27. In der mündlichen Verhandlung vor der Einspruchsabteilung wurde die zusätzliche Aufnahme des Stirnseiten-Merkmals für zulässig erachtet.
28. Es kann dahin gestellt bleiben, ob die Einspruchsabteilung ihr Ermessen bezüglich der Zulassung dieses Antrags falsch ausgeübt hat, wie von der Beschwerdeführerin vorgetragen wurde. Denn die Kammer findet, dass die Einspruchsabteilung dem Einwand der Beschwerdeführerin gegen die Zulassung des entsprechenden Antrags, wonach sie von dieser Änderung überrascht wurde und keine Gelegenheit gehabt habe, dieses nur in Figur 1 gezeigte Merkmal zu recherchieren, nicht ausreichend Beachtung geschenkt und dadurch das rechtliche Gehör (Artikel 113(1) EPÜ) der Beschwerdeführerin beschnitten hat.
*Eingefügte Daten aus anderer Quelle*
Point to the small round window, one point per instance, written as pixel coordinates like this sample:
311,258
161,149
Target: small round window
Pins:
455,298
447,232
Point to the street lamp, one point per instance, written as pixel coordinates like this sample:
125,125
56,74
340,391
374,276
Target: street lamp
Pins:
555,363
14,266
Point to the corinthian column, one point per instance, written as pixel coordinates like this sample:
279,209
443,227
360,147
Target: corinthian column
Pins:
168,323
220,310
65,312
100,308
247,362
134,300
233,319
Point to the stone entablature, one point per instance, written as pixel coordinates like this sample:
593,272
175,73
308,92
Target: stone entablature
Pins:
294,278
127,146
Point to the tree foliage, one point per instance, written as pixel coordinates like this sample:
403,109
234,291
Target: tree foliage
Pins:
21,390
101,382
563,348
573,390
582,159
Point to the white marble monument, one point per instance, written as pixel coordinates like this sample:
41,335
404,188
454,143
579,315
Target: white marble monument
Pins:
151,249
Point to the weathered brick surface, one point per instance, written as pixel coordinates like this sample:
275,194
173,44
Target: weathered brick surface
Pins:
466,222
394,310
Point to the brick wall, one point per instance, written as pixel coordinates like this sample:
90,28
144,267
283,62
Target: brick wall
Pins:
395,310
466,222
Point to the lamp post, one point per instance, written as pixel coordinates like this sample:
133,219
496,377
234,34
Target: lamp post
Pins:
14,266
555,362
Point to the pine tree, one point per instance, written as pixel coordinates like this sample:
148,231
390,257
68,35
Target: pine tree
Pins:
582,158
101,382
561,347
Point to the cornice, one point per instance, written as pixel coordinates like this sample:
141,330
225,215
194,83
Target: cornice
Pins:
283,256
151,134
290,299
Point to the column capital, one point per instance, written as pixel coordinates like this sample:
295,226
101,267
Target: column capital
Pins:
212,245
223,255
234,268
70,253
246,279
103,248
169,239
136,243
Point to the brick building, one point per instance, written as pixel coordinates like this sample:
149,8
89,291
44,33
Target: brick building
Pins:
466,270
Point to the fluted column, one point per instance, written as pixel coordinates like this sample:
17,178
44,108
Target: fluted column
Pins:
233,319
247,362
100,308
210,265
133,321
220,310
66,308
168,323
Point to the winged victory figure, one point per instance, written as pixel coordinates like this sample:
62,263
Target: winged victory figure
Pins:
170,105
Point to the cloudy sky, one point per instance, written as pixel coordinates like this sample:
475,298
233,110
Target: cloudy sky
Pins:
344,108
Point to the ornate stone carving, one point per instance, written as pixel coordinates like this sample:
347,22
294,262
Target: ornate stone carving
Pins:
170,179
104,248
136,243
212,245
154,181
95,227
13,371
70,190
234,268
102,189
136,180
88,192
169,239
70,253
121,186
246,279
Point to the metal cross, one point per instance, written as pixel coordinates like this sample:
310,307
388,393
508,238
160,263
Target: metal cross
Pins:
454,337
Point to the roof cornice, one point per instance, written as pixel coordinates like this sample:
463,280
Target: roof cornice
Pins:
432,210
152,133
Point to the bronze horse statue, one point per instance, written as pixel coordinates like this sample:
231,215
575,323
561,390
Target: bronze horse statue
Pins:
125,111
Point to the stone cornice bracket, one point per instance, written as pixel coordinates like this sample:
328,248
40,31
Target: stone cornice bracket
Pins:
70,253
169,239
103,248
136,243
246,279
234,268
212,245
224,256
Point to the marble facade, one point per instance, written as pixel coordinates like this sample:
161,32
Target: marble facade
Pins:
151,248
29. In ihrer Begründung, die Änderungen in das Verfahren zuzulassen, hat die Einspruchsabteilung zwar knapp dargelegt, warum die Beschwerdeführerin nicht überrascht sein durfte. Diese Begründung hält aber einer Überprüfung nicht stand.
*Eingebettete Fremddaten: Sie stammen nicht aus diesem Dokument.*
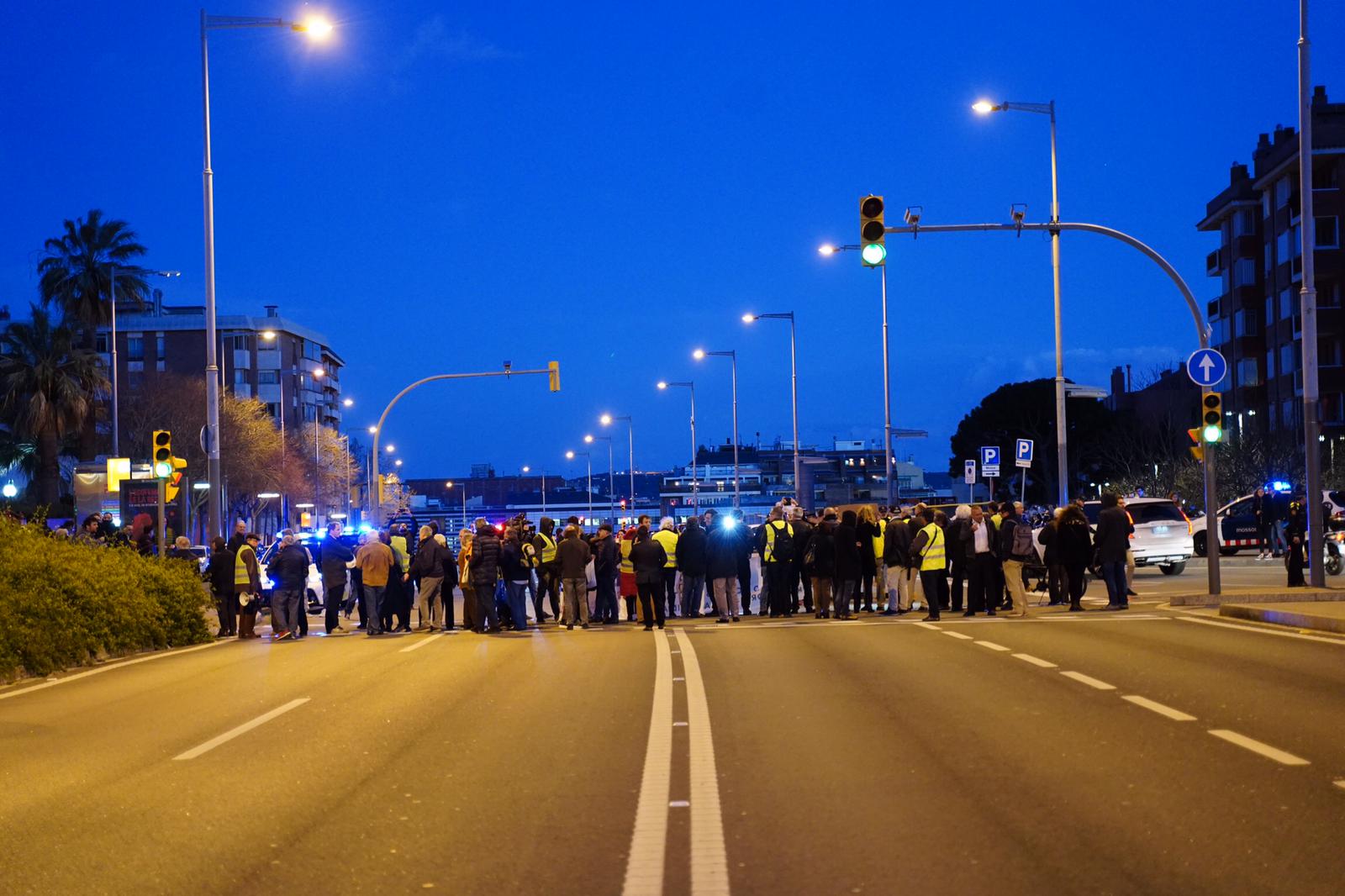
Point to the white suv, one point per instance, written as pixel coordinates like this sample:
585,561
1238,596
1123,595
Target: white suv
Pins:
1163,533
Der Begründung in der Mitte der Seite 5 der Entscheidung ist nicht zu entnehmen, auf Grundlage welcher Argumente der Beschwerdeführerin die Einspruchsabteilung zu der Auffassung gelangte, dass die Beschwerdeführerin das Stirnseiten-Merkmal selbst in die Diskussion eingeführt hätte. Die Kammer kann jedenfalls allein der Erwähnung der Stirnseiten des Gehäuses im Zusammenhang mit der Auslegung des zuvor eingefügten Mantel-Merkmals oder auf Grund seiner Hervorhebung durch Unterstreichung in dem relevanten Abschnitt des Schreibens der Beschwerdeführerin (siehe oben Punkt 26) nicht entnehmen, dass dem Stirnseiten-Merkmal nach Auffassung der Beschwerdeführerin eine besondere Bedeutung zukommen sollte.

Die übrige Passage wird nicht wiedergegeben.